Uma vez no corpo da mãe, o vírus pode romper a barreira protetora da placenta e chegar ao feto. Como o bebê não tem um sistema imunológico maduro, fica vulnerável à doença.

“A placenta é como se fosse uma esponja, que passa os nutrientes, mas não deixa passar vários agentes infecciosos. Mas se um vírus consegue transpor a placenta, então ele encontra o território livre”, explica Kok.

O neurologista afirma que, ao chegar ao sistema nervoso, o vírus destrói os neurônios e, dessa forma, inibe o crescimento do cérebro e do crânio. Por isso, os riscos de desenvolver a microcefalia são maiores no primeiro trimestre de gravidez, quando as células nervosas estão em formação.

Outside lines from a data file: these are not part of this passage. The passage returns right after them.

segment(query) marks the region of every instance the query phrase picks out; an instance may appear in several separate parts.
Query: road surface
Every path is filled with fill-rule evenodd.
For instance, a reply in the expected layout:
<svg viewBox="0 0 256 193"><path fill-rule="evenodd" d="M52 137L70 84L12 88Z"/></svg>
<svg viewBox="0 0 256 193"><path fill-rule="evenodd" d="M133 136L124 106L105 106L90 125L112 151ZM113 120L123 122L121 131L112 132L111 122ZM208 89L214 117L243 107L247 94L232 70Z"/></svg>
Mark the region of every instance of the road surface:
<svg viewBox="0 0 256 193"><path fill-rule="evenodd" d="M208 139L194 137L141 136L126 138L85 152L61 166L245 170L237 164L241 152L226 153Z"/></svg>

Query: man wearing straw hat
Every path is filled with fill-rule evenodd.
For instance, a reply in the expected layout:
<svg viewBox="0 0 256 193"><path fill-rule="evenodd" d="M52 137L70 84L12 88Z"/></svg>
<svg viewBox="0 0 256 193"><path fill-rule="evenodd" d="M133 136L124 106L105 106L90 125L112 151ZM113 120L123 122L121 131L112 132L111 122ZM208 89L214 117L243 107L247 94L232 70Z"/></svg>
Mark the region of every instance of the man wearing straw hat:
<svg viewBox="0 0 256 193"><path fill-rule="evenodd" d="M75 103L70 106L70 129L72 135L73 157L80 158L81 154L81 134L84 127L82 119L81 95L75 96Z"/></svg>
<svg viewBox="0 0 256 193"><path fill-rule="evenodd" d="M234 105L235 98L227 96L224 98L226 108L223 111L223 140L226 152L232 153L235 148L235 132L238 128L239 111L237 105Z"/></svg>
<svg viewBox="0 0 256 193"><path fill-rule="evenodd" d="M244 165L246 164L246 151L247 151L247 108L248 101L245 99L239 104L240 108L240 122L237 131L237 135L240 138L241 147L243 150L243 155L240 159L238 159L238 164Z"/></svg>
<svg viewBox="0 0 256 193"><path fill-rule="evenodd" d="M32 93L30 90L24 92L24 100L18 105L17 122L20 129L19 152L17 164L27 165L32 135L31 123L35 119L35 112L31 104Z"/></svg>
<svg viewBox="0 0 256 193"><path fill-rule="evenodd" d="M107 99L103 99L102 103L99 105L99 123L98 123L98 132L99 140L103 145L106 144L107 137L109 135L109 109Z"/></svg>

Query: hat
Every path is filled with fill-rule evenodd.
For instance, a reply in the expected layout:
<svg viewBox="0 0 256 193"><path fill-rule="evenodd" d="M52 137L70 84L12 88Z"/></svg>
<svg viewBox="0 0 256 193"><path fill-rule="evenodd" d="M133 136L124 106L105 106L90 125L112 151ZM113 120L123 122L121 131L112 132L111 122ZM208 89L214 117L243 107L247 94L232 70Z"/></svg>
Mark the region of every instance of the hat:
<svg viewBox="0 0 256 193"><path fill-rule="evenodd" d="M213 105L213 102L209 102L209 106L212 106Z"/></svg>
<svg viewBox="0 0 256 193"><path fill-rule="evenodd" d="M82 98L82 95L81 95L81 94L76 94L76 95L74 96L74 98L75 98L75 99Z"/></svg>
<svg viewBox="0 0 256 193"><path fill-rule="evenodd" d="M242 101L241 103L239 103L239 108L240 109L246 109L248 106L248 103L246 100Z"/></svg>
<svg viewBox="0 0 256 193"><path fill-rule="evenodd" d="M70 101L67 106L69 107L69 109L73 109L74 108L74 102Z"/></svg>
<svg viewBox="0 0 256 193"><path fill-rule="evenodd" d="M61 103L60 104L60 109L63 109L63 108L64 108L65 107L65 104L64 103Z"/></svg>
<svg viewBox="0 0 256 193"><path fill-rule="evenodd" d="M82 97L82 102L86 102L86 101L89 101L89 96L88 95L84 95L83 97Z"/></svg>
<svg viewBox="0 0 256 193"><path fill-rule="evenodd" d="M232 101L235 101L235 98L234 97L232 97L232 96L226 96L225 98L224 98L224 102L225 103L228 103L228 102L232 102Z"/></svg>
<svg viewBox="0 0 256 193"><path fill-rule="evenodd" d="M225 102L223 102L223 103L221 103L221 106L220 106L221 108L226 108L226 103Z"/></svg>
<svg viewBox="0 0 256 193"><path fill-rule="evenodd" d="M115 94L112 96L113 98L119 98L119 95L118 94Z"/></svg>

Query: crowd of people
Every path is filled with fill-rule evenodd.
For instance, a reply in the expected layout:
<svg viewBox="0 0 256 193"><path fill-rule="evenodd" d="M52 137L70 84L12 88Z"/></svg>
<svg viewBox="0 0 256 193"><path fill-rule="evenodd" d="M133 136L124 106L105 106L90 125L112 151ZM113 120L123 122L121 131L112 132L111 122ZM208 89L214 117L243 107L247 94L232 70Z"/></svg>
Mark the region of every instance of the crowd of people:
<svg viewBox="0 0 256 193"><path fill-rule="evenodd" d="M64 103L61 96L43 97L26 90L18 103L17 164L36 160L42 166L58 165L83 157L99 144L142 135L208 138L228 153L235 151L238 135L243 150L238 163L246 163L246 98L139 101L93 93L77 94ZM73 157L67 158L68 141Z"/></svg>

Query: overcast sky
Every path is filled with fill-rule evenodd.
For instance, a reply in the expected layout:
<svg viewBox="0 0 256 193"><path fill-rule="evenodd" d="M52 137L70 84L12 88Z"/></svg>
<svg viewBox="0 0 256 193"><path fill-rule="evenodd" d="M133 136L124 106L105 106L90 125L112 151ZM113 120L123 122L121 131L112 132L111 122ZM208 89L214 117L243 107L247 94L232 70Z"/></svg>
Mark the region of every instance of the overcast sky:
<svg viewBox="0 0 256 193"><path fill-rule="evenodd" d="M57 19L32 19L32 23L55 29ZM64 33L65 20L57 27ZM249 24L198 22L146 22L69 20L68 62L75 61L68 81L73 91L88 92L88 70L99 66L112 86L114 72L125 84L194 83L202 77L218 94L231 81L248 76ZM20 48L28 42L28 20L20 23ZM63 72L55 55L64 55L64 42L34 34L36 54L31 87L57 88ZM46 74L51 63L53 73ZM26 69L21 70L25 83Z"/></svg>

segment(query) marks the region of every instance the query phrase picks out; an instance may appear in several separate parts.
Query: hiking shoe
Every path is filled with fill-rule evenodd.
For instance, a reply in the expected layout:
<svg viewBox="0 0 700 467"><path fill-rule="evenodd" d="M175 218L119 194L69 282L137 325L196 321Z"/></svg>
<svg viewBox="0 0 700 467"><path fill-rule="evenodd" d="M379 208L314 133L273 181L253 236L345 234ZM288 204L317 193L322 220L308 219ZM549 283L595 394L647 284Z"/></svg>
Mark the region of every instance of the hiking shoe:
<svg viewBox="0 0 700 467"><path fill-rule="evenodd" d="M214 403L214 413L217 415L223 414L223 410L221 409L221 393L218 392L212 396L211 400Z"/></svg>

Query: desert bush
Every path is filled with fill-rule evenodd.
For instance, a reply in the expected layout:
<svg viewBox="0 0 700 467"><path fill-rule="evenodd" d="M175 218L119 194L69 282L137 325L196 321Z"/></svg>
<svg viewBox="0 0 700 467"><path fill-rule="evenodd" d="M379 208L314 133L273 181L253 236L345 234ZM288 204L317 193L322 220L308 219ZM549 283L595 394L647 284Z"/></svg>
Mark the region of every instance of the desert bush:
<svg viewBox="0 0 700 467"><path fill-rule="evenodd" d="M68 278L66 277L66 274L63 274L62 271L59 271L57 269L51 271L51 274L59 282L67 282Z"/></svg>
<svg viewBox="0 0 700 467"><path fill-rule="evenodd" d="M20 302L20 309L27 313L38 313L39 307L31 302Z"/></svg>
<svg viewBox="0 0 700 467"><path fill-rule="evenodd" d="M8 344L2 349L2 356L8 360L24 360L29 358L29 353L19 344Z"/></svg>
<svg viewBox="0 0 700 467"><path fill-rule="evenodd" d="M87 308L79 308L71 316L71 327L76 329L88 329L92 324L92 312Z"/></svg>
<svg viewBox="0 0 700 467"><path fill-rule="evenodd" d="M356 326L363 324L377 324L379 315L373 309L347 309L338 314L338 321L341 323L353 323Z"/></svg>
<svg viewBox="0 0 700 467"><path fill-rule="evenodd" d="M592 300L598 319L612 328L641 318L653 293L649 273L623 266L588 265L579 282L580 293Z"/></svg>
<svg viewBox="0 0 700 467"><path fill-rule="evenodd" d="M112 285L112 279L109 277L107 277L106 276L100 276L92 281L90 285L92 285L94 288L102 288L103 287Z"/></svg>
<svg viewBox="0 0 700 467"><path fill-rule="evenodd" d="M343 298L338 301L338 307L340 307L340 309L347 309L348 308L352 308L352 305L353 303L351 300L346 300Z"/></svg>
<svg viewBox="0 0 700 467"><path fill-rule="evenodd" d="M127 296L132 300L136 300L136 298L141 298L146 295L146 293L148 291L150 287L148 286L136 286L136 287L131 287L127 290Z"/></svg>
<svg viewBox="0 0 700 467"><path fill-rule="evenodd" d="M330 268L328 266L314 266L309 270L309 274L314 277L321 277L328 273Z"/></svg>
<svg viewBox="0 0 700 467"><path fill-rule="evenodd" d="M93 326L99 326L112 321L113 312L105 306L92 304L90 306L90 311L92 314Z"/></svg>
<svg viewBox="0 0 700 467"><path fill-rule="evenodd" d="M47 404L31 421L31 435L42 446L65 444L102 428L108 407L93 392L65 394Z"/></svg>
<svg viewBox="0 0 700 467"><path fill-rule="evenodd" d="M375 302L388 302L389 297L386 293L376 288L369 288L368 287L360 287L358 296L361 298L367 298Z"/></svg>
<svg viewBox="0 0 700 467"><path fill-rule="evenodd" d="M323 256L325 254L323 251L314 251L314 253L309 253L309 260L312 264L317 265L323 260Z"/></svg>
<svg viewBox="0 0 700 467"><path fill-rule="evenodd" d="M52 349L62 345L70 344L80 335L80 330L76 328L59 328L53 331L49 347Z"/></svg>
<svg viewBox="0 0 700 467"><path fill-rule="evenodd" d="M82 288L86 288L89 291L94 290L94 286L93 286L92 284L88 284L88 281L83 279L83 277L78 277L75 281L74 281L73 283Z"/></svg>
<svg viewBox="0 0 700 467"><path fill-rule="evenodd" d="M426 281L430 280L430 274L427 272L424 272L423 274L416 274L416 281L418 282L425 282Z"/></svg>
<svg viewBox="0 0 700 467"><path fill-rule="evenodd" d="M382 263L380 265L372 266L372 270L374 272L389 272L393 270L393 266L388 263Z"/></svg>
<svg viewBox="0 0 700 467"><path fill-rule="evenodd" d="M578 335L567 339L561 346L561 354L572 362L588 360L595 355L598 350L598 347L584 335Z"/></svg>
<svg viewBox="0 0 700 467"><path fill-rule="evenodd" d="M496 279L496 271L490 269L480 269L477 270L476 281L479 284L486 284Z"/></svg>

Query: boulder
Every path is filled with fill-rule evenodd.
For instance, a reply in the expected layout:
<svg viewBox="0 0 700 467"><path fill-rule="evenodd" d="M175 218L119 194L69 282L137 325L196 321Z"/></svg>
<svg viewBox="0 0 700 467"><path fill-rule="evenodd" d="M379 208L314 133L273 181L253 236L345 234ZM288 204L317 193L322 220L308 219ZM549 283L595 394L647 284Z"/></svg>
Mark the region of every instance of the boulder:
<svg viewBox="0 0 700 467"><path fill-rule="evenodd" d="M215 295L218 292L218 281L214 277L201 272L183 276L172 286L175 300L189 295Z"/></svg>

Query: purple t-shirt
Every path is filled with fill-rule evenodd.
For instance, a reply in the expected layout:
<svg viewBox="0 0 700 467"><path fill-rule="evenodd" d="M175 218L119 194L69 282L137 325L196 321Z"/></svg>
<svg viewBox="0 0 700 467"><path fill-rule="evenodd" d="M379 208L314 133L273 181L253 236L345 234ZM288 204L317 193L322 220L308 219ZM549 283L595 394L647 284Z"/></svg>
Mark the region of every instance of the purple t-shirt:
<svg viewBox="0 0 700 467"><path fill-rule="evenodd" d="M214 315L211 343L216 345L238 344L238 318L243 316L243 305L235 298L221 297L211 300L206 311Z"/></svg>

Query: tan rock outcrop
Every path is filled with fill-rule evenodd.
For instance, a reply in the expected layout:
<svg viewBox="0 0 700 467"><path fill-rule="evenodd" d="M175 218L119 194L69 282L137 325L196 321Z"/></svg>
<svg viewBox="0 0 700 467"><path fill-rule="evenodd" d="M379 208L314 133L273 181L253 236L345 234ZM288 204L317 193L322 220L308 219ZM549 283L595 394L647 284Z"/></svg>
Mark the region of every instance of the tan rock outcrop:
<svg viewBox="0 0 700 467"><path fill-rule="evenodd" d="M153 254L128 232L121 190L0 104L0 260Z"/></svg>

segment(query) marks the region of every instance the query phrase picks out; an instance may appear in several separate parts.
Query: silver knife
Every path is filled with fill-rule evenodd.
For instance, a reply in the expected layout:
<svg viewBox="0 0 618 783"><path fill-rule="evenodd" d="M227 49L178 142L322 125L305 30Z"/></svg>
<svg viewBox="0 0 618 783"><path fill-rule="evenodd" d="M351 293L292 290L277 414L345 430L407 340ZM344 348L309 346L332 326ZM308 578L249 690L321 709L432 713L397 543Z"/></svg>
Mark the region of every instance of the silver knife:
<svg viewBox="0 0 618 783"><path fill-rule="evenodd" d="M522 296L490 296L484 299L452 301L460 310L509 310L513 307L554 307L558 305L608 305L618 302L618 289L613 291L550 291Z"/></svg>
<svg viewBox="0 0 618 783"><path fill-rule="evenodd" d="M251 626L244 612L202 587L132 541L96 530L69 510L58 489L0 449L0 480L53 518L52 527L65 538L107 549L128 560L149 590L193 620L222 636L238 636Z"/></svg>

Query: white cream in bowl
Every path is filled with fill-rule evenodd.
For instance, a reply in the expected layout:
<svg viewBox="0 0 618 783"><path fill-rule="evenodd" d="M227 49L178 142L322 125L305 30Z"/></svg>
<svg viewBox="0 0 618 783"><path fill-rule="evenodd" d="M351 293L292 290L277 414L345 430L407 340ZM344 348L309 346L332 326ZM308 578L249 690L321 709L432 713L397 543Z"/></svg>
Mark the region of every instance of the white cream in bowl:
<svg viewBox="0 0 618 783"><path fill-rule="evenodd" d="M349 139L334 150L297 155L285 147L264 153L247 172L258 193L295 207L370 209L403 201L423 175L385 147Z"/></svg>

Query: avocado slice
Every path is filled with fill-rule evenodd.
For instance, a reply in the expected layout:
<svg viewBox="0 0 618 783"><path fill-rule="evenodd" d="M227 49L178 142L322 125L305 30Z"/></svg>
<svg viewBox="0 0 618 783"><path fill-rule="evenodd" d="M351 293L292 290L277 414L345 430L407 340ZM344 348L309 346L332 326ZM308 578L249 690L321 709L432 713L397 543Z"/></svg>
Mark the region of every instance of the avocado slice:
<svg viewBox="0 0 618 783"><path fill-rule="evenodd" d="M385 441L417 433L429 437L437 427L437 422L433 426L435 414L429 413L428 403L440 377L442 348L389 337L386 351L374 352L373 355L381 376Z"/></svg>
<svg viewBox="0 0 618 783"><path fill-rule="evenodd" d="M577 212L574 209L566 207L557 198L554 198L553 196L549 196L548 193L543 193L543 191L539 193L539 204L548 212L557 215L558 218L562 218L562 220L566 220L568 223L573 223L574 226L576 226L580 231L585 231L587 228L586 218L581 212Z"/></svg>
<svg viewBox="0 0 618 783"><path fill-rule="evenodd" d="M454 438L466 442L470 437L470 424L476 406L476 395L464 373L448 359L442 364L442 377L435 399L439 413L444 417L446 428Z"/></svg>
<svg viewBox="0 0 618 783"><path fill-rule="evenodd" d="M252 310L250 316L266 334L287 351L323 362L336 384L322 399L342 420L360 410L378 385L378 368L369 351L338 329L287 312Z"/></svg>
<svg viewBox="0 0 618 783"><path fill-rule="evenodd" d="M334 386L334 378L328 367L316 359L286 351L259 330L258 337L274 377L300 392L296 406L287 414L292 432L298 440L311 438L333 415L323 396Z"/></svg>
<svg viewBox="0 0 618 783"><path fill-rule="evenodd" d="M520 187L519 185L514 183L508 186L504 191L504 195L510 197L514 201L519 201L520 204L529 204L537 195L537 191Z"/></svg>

A microcefalia não é reversível, e 90% dos afetados possuem algum tipo de deficiência mental. Entretanto, é possível melhorar a qualidade de vida das crianças com tratamentos com fisioterapeutas, fonoaudiólogos, pediatras e neurologistas.

Impactos na saúde pública

Para Kok, o surto de microcefalia é muito preocupante. “Você pode ter uma geração de indivíduos que vão ter problemas por toda a vida, com dificuldades de se locomover, de falar, de se relacionar. O cérebro, uma vez lesionado, tem uma capacidade de reparação muito limitada”, diz.

A necessidade de acompanhamento com equipes multiprofissionais também trará consequências para a rede pública de saúde, afirma Maierovitch. “Teremos um impacto importante no serviço de saúde. Esta é de fato uma situação de muita gravidade para a saúde pública brasileira”, diz.

Recentemente, representantes do Ministério da Saúde disseram à imprensa que aconselhavam mulheres a adiar a gravidez nesse momento. Maierovitch nega.

“Não estamos recomendando ou deixando de recomendar um comportamento para as mulheres. O que nós queremos é que elas tenham informações claras que lhes permitam tomar uma decisão se esse é o melhor momento para engravidar ou se é possível esperar um pouco até que haja mais segurança”, disse.